SYNTOMETRINE Solution for injection Ref.[28070] Active ingredients: Ergometrine Oxytocin

Source: Medicines & Healthcare Products Regulatory Agency (GB)  Revision Year: 2019  Publisher: Alliance Pharmaceuticals Limited, Avonbridge House, Bath Road, Chippenham, Wiltshire, SN15 2BB

4.1. Therapeutic indications

The active management of the third stage of labour (as a means to promote separation of the placenta and to reduce blood loss), or routinely, following the birth of the placenta, to prevent or treat postpartum haemorrhage.

4.2. Posology and method of administration

Syntometrine should be used under medical supervision only.

Adults

Active management of third stage of labour: Intramuscular injection of 1ml after delivery of the anterior shoulder, or at the latest, immediately after delivery of the child. Expulsion of the placenta, which is normally separated by the first strong uterine contraction, should be assisted by controlled cord traction.

Prevention and treatment of postpartum haemorrhage: Intramuscular injection of 1ml following expulsion of the placenta, or when bleeding occurs.

Special populations

Renal impairment / Hepatic impairment

No studies have been performed in patients with renal or hepatic impairment. However considering the metabolic pathway of ergometrine and oxytocin, use is contraindicated in severe hepatic and renal impairment and caution is required in mild or moderate hepatic and renal impairment (see sections 4.3 Contraindications, 4.4 Special warnings and precautions for use and 5.2 Pharmacokinetic properties).

Paediatric population

No data are available.

Elderly

Not applicable.

Method of administration

Intramuscular injection is the recommended route.

Intravenous administration of Syntometrine (0.5 to 1 mL by slow injection) is possible, but should be limited to use only in cases of severe haemorrhage due to uterine atony.

4.9. Overdose

In the event of maternal intoxication the most likely symptoms would be those of ergometrine intoxication: nausea, vomiting, hypertension or hypotension, vasospastic reactions, respiratory depression, convulsions, coma.

In cases of oral ingestion, although the benefit of gastric decontamination is uncertain, activated charcoal may be given to patients who present within 1 hour of ingesting a toxic dose (more than 125 micrograms/kg in adults) or any amount in a child or in adults with peripheral vascular disease, ischaemic heart disease, severe infection, or hepatic or renal impairment. Alternatively, gastric lavage may be considered in adults within 1 hour of ingesting a potentially life-threatening overdose.

In both acute and chronic poisoning by all routes, attempts must be made to maintain an adequate circulation to the affected parts of the body in order to prevent the onset of gangrene. In severe arterial vasospasm, vasodilators such as sodium nitroprusside by intravenous infusion have been given; heparin and dextran 40 have also been advocated to minimise the risk of thrombosis. Analgesics may be required for severe ischaemic pain.

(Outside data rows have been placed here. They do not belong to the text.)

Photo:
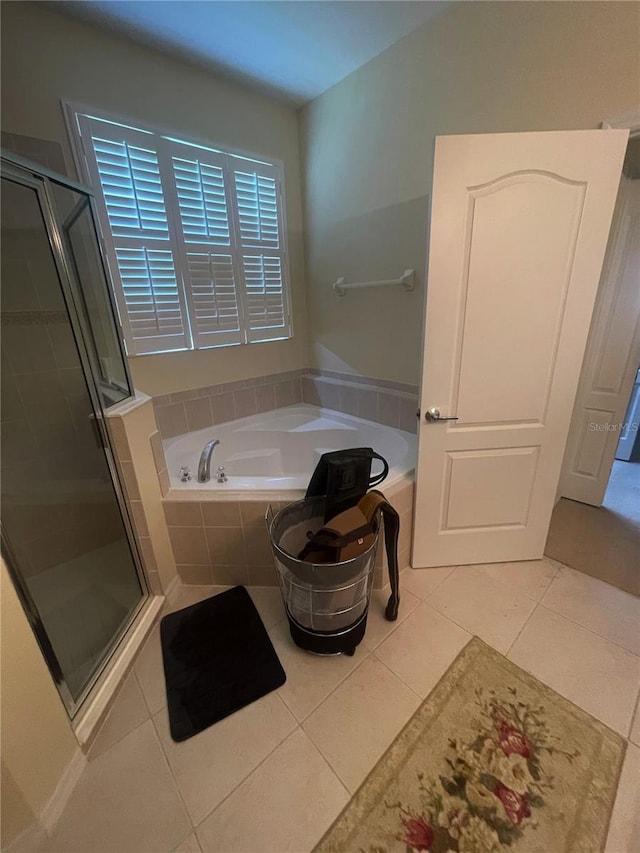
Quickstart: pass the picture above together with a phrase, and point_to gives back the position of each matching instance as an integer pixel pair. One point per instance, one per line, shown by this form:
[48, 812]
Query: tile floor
[274, 776]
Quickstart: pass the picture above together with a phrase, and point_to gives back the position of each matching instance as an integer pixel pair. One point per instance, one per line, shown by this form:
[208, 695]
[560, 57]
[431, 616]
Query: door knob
[433, 414]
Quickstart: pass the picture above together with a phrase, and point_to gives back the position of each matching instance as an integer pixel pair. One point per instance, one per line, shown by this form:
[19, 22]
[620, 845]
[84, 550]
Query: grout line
[253, 770]
[368, 653]
[589, 630]
[526, 622]
[173, 777]
[634, 713]
[421, 699]
[437, 586]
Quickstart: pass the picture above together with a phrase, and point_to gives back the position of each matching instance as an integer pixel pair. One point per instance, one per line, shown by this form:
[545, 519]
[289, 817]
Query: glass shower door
[64, 535]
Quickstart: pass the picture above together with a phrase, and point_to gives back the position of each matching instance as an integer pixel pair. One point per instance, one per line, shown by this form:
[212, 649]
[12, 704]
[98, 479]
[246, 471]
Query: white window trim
[71, 109]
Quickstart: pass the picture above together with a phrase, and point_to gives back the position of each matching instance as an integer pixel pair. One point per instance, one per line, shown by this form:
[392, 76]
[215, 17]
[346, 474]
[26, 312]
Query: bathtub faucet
[204, 466]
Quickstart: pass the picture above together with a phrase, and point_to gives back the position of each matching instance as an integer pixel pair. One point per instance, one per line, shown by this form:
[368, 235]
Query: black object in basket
[217, 658]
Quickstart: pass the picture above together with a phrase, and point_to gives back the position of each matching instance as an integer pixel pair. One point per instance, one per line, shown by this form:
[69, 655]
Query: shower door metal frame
[20, 171]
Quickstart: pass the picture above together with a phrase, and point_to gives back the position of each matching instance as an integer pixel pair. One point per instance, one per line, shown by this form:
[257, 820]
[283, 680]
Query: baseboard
[88, 720]
[171, 591]
[32, 839]
[51, 812]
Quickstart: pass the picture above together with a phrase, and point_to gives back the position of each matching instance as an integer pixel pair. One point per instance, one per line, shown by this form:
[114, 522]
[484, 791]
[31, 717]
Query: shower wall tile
[183, 513]
[310, 393]
[226, 546]
[138, 518]
[142, 435]
[158, 452]
[194, 574]
[245, 399]
[285, 394]
[118, 437]
[224, 407]
[408, 410]
[198, 413]
[172, 420]
[182, 396]
[263, 575]
[148, 555]
[130, 480]
[265, 398]
[221, 514]
[230, 575]
[189, 545]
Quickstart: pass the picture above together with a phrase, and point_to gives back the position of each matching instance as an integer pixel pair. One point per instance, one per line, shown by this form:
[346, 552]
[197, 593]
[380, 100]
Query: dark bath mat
[217, 658]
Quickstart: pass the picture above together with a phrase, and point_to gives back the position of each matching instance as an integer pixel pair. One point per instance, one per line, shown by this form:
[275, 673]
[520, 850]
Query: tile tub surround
[390, 403]
[227, 542]
[135, 439]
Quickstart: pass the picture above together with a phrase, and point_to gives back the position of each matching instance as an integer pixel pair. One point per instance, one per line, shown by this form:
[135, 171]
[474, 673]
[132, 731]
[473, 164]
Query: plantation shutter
[209, 271]
[142, 255]
[194, 237]
[260, 226]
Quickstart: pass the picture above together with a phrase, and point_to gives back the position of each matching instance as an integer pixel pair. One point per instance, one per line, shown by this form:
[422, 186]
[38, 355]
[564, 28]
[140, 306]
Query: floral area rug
[492, 761]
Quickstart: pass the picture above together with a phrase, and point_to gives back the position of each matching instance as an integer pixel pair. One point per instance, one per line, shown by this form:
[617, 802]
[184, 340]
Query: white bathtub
[274, 454]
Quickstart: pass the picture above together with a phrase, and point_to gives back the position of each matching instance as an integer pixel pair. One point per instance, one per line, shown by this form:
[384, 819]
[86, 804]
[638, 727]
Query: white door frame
[630, 121]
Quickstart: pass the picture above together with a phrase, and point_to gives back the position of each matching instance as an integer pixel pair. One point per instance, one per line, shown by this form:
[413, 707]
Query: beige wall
[37, 741]
[47, 57]
[367, 148]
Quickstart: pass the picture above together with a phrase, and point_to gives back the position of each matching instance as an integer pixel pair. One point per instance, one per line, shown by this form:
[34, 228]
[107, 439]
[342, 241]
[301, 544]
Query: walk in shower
[66, 536]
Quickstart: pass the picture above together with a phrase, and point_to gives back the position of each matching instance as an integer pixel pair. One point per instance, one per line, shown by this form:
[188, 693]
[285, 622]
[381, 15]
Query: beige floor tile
[268, 601]
[422, 582]
[211, 764]
[285, 805]
[149, 672]
[128, 712]
[598, 606]
[378, 628]
[354, 726]
[529, 577]
[594, 673]
[624, 829]
[125, 801]
[422, 648]
[635, 726]
[482, 605]
[310, 678]
[189, 845]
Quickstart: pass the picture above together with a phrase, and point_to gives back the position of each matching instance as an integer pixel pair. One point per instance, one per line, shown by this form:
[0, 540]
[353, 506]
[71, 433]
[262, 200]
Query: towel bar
[407, 280]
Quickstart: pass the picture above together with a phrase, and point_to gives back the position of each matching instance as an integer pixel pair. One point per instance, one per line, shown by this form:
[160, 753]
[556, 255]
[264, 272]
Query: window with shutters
[194, 237]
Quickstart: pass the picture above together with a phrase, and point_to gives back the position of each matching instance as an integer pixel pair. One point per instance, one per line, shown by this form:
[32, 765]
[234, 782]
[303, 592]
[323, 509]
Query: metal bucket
[326, 603]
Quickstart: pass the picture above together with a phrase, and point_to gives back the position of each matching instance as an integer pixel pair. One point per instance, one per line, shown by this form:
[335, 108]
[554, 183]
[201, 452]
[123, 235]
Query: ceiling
[292, 50]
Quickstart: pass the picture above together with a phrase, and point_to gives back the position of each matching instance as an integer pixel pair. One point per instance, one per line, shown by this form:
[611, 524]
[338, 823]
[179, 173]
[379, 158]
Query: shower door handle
[433, 414]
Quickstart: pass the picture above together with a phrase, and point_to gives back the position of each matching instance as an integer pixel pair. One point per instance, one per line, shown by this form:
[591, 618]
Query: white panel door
[519, 227]
[611, 361]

Accidental administration to the newborn infant has been reported and has proved fatal. In these accidental neonatal overdosage cases, symptoms such as respiratory depression, convulsions, cyanosis, oliguria, hypertonia and heart arrhythmia have been reported. Treatment has been symptomatic in most cases; respiratory and cardiovascular support have been required.

6.3. Shelf life

3 years.

6.4. Special precautions for storage

For prolonged periods store between 2° and 8°C. Protect from light. Syntometrine may be stored up to 25°C for 2 months when protected from light, but must then be discarded.

6.5. Nature and contents of container

Uncoloured borosilicate glass Type I snap ampoule. Packs of 5 ampoules.

6.6. Special precautions for disposal and other handling

Any unused medicinal product or waste material should be disposed of in accordance with local requirements.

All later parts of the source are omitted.